Cam will just have to deal with it. It's as simple as that.

"Just spit it out, Bones. And stop staring at me."

She grinds her teeth and Booth feels malicious satisfaction, because he needs to see how far he can push her until she's as angry and hurt as he is. He needs to see them back on even ground. He hates this Temperance Brennan who is grounded and one with her feelings and his feelings and is friggen difficult as hell to manipulate into a good old screaming match.
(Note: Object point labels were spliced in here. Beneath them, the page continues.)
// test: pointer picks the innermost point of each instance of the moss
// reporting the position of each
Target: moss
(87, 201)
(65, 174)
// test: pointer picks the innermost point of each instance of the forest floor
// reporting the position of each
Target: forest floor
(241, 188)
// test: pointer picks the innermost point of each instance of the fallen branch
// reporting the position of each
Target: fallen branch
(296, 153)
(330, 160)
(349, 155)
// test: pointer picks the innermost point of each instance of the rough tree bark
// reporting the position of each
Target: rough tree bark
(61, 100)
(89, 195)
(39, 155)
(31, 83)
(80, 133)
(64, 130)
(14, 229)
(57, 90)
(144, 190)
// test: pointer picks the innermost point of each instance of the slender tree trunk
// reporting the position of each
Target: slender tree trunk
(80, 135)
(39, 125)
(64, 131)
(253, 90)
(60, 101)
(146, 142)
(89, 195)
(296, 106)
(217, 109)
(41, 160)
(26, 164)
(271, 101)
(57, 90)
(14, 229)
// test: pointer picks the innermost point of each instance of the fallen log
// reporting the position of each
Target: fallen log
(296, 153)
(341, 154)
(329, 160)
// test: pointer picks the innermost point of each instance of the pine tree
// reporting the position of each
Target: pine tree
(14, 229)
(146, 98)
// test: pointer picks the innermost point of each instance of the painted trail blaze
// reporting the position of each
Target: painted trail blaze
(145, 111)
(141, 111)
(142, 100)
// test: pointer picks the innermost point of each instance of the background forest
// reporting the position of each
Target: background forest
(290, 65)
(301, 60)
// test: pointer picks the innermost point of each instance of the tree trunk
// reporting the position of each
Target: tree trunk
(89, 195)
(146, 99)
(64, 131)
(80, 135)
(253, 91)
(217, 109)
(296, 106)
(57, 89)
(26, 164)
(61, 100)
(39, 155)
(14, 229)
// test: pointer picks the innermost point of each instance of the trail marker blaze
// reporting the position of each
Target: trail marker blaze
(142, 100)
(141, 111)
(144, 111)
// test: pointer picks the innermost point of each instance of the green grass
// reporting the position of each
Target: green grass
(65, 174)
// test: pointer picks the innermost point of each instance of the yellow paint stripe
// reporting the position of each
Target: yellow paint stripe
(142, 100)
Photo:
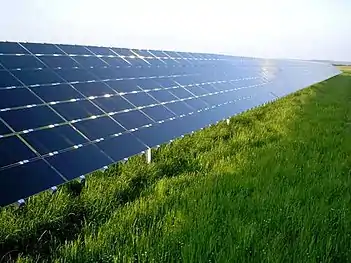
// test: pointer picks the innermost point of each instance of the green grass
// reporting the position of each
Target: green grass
(273, 186)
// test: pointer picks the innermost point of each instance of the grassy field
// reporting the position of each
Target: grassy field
(347, 69)
(273, 186)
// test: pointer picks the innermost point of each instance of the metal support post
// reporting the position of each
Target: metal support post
(148, 155)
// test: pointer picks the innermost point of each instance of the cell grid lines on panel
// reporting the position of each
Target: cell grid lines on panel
(68, 110)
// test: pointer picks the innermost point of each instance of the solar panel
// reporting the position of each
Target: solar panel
(68, 110)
"We need to stop at my apartment before going to the Jeffersonian." Brennan squares her shoulders and the words come out crisply. Business like. It's a tone he usually accepts and she hopes he'll just do as she says without turning it into a war, but one look at his disgruntled, disbelieving expression tells her that it's not going to happen.

"Are you kidding?"

"It will take us five minutes out of our way, Booth," Brennan says reasonably. "It's hardly worth getting upset over."

"I already got off the highway. You couldn't have said something three minutes ago before I took the exit?"

"The highway wouldn't have made a marked difference in our time. Statistically, if the distance is under-

"Alright, whatever. I'm going, okay?"

Brennan's face softens and suddenly she's digging around in her purse. When she finds what she's searching for, a small noise of victory comes from her mouth.

"Here." She twists the cap off the pill bottle and waits for him to take it. "I'm sure the relieving effects of the Aspirin you took this morning have long since faded. These should marginally improve your comfort."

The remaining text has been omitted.